About Patrick: LinkedIn | Substack

Connect with Sociaaal : Webpage | LinkedIn | Substack

About Rocketship HQ : Website | LinkedIn | Newsletter | Youtube | Podcast Website

FULL TRANSCRIPT BELOW

Shamanth:  Quick note β€” some of you heard me shut down the Mobile UA show rather publicly a few months ago in order to launch Intelligent Artifice as something new, a new podcast. Turns out those should not have been two different things. I was trying to pivot and I should have been trying to evolve, so I’m back.

This is the Mobile UA Show. It’s reopened. Intelligent Artifice is our deep dive series on AI and mobile. Same me, same depth, one single feed.

Welcome and welcome back to the Mobile UA Show. Today’s episode is part of our series Intelligent Artifice, a deep dive on how AI is transforming performance marketing. Since 2018, with over 250+ episodes, we’ve been deconstructing how the best performance marketers actually win. Every week I sit down with the operator shaping it, or we tear apart the ad systems behind the highest-performing advertisers in the world. I’m Shamanth Rao, founder of RocketShip HQ. Let’s get into it.

Our guest today is Patrick Stuart-Constant, the CEO of Sociaaal, which is an AI operator for apps. Sociaaal buys apps, and through frontier data and generative AI, helps make them into great businesses. Under his leadership, Sociaaal has grown to a $13M run rate, achieved profitability, and scaled multiple apps through a lean model powered by frontier technology. I’m excited to speak with Patrick because I’ve known him for a very long time, and he and his team at Sociaaal have been at the forefront of adopting AI way before it was cool. They’ve tested massive volumes, iterated aggressively, and adopted frontier models well before they became mainstream. In today’s interview, I’m excited to dive into his perspectives on how generative AI has completely transformed growth marketing and apps.

I’m excited to welcome Patrick Stuart-Constant to Intelligent Artifice. Patrick, welcome to the show.

Patrick:  Lovely to be here.

Shamanth:  Excited to have you, Patrick. I’ve admired a lot of your work for a very long time. Among other reasons for this is the fact that you guys were really adopting AI and automation way before it was cool β€” way before it was easy, even. We’ll talk about a lot of your journey and your learnings as we go ahead, but let’s start at the beginning. What was your creative operation like when you guys really started doubling down on AI and automation, and what was the inspiration for starting to integrate AI so early, given that AI wasn’t nearly as easy or as advanced as it is today?

Patrick:  Thanks for the question.

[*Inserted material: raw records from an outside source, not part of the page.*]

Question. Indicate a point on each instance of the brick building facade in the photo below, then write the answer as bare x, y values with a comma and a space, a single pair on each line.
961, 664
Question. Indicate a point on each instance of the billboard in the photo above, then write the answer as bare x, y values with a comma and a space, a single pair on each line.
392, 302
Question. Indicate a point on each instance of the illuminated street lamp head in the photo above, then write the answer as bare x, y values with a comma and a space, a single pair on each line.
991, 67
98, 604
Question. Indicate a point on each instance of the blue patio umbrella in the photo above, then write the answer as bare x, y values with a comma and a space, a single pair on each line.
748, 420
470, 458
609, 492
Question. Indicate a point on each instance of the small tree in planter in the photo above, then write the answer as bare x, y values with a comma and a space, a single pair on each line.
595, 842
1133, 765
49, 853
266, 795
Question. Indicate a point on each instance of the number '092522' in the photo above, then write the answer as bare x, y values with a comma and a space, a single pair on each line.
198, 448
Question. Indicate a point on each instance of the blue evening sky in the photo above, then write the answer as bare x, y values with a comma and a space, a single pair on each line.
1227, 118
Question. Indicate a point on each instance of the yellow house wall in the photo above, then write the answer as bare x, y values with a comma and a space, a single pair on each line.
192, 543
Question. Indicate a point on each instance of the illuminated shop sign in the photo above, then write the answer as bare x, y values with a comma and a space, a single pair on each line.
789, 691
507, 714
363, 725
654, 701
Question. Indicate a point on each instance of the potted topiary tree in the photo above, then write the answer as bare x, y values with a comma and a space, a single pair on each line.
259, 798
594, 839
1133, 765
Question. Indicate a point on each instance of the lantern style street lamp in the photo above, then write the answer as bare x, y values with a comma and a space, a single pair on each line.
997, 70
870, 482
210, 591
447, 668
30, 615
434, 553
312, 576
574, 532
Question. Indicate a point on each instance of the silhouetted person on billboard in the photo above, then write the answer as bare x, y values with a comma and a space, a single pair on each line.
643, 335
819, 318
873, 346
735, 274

The company is three years old. For the first year we were working with an agency and they were producing creatives the traditional way. We were also doing a lot of fixed CPI deals and things like that.

Then we started to internalize user acquisition and so also internalized creative production. That was about two and a half years ago now. We went straight for AI creatives. The first reason was to reinvent how an app operator functions in the world of generative AI β€” that was part of the premise from the very start. I was personally a relatively early adopter of gen AI. I was using LLMs like DaVinci from OpenAI before ChatGPT became mainstream, and I was following very closely all the work different people at Google were doing. So I was fairly fascinated with LLMs and generative AI for many years.

The natural thing we did is go straight for gen AI creatives. The bet, which has quite a lot of things built upon it, is that if you can build the right systems around these foundational models to extract maximum value and really lean into the infinite potential of generative AI, then as models progress it’s a tide that lifts all boats. If you’ve got the right systems, skills, teams, processes, and ways of tracking data models in place, then as models progress, your whole user acquisition is lifted and it accelerates faster and faster.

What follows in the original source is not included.